Specializes in Emergency, Telemetry, Transplant.
I think there is always wiggle room.

they honestly could have just had you make it up in one volunteer day or shadowing or something.

Honestly it sounds like the people in your program just didn't care enough.

I went to nursing school in a city with a population of approx. 100,000. The city had two medium sized hospital (around 300 beds in each hospital). There were 4 RN programs and at least 5 LPN programs in town. The hospitals sat down with the schools and divided clinical slots between them. As such, each school did not get very much more time that the bare minimum that required to remain certified.

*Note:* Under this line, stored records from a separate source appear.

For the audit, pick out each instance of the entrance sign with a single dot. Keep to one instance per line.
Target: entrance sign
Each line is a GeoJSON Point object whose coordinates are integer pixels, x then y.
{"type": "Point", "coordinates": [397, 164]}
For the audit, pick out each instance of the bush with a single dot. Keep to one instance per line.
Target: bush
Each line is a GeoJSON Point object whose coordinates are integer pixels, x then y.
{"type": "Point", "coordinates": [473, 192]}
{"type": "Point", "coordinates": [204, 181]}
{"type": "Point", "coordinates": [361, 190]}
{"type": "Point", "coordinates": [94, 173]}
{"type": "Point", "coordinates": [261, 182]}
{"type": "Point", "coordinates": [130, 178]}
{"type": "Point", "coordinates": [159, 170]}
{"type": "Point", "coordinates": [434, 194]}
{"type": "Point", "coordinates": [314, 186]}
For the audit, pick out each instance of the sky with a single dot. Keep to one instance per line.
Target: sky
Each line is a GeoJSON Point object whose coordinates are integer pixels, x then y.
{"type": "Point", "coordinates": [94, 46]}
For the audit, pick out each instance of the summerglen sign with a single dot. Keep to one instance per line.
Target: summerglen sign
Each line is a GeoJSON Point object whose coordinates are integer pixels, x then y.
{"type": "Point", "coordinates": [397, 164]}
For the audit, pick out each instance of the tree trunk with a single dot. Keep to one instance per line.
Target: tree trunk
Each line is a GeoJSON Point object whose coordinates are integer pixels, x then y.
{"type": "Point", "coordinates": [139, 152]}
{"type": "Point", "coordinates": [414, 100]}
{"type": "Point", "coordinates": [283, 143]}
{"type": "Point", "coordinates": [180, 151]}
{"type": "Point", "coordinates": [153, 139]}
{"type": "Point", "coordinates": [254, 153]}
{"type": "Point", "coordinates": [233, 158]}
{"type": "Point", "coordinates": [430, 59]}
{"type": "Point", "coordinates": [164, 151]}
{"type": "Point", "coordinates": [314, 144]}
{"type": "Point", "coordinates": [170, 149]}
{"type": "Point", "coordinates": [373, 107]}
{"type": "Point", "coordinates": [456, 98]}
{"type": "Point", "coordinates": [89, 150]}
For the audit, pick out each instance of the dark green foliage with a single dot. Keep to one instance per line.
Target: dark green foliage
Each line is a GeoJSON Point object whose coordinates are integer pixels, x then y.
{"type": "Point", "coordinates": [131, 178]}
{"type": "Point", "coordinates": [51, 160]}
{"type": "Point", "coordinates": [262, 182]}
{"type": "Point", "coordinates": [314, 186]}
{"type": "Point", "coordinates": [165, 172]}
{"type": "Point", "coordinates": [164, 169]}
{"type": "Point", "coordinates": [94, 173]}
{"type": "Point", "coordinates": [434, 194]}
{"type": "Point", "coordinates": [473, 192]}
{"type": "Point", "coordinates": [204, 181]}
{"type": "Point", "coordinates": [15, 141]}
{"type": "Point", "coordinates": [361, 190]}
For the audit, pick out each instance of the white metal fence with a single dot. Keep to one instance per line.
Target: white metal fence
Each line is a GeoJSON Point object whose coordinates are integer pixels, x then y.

As for volunteering/shadowing--this is not clinical time. How can the school send a student in to follow a nurse for 8 hours and say that this takes the place of an actual clinical rotation?

Finally, i find it difficulty to say that the program "just didn't care enough" based on a 3 paragraph account given by the OP. Yes, the program staff could have done more knowing the student was going to be out. They could have done more to make sure the student was properly registered. However, we don't know the entire story. We don't know what else the staff did or did not do for the OP. We will never know what they did behind the scenes to try and make it happen for the OP.